La Fifla est le surnom que porte la famille de Silvia Soria. Agée de 86 ans, cette dame souriante nous a ouvert la porte de chez elle. Originaire de La Punta, elle a passé la majeure partie de sa vie dans une petite maison traditionnelle valencienne appelée “barraca”. À quelques kilomètres du cœur de ville, le quartier de Malaguanyat nous fait faire un saut dans le temps. Ici, pas un bruit, ou presque. Silvia Soria est entourée de vastes champs. Enfant pendant la guerre civile, elle est la fille d’un combattant républicain fusillé à Paterna.


Jordi Sebastià est le gendre de Silvia Soria. Touché par l’histoire de sa belle-famille, il décide d’en faire un documentaire. Il l’appelle “La Fifla : un récit sur la dignité et l’importance de la mémoire”.
La barraca, vestige d’une époque révolue
On trouve ces petites maisons au toit très incliné au cœur de la Huerta valencienne, à proximité des cultures. Leur présence témoigne de l’histoire de La Punta, un quartier en périphérie de Valencia qui cultive des souvenirs d’antan.
Le contraste est frappant. Alors que la Zone d’activités logistiques (ZAL) de La Punta n’est qu’un vaste espace vide, bien loin de l’idée d’effervescence bureaucratique que l’on pourrait s’en faire, quelques vestiges du passé subsistent. Ce sont les barracas. Ces constructions d’abord temporaires ont fini par se faire une place parmi les cultures, au gré des conjonctures politiques et économiques. À l’origine, la barraca est réalisée par les agriculteurs à partir de boue et de paille, des matériaux légers et peu chers. Elle sert à entreposer les outils à proximité des champs. Finalement, certains finissent par les agrandir pour s’y loger, eux et leur famille.
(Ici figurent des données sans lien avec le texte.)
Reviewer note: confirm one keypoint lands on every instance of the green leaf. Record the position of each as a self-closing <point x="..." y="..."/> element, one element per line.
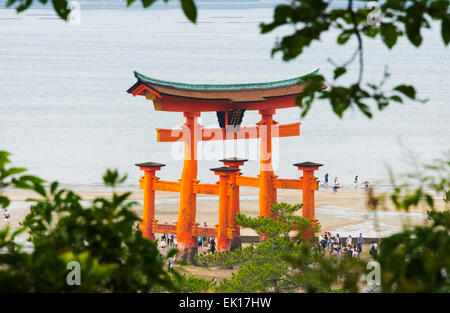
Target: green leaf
<point x="407" y="90"/>
<point x="24" y="5"/>
<point x="344" y="37"/>
<point x="145" y="3"/>
<point x="396" y="98"/>
<point x="339" y="71"/>
<point x="189" y="9"/>
<point x="62" y="9"/>
<point x="14" y="171"/>
<point x="389" y="34"/>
Aujourd’hui, la plupart des barracas qui subsistent sont en état de délabrement, après que leurs habitants aient été expulsés lors de la création de la ZAL. Toutefois, l’une d’elles s’érige encore fièrement derrière la Cité des Arts et des Sciences : la barraca de la Fifla.
La Fifla, témoin tragique des horreurs de l’après-guerre civile espagnole

Alors que nous arrivons à proximité de la casa de la Fifla, Jordi Sebastià évoque l’horreur de la répression directement vécue par sa belle-famille à la fin de la guerre civile. Le père de Silvia Soria a toujours lutté pour la République. Dénoncé par un voisin et emprisonné pendant plusieurs années, il est finalement fusillé.
Silvia Soria voit son père emmené par les forces de l’ordre le jour de Noël. Pendant plusieurs semaines, sa mère tente de le faire libérer par tous les moyens. Elle falsifie des documents et parvient à trouver un bateau chargé d’emmener les prisonniers évadés dans les eaux internationales. Son mari se sait innocent et refuse de partir. Il sera tué malgré tout.
Cayetano Ripoll : la dernière victime de l’Inquisition espagnole
Si le tragique réside d’abord dans la cruauté de telles exécutions, le pire de l’histoire se trouve peut-être ailleurs. “Alors âgée de sept ans, ma belle-mère a dû recueillir le corps sans vie de son père au cimetière de Paterna, qui était le lieu de fusillades le plus important d’Espagne à l’époque.”, nous explique Jordi Sebastià, l’air sombre. Touché par le récit que brosse Silvia, il décide de réaliser un documentaire pour lui donner l’occasion de raconter son histoire.
Un documentaire qui célèbre le devoir de mémoire
Le court-métrage La Fifla a été présenté lors de la septième édition du festival DocsValència/Espacio de No Ficción, qui a eu lieu en mai 2023 à Valencia. Il fait partie des seize documentaires sélectionnés pour la projection, sur un total de trente-sept productions.
Tout au long des vingt-huit minutes de documentaire, Jordi Sebastià s’attache à faire revivre La Punta du siècle dernier. Grâce aux effets spéciaux, il reconstitue par exemple l’ancienne plage désormais remplacée par le port de Valencia, l’autoroute et le chemin de fer. Alors que les images défilent, Silvia Soria raconte. Elle fait vivre la mémoire et transmet son expérience de la guerre aux nouvelles générations. Ses mains tremblantes sont le signe d’un passé encore proche et douloureux.
Plus qu’un récit familial, La Fifla est un morceau d’histoire qui aborde les questions de dignité et de devoir de mémoire. Car l’horreur ne doit pas être oubliée, Jordi Sebastià a décidé d’allumer sa caméra. Ainsi est née La Fifla : un récit sur la dignité humaine et l’importance de la mémoire.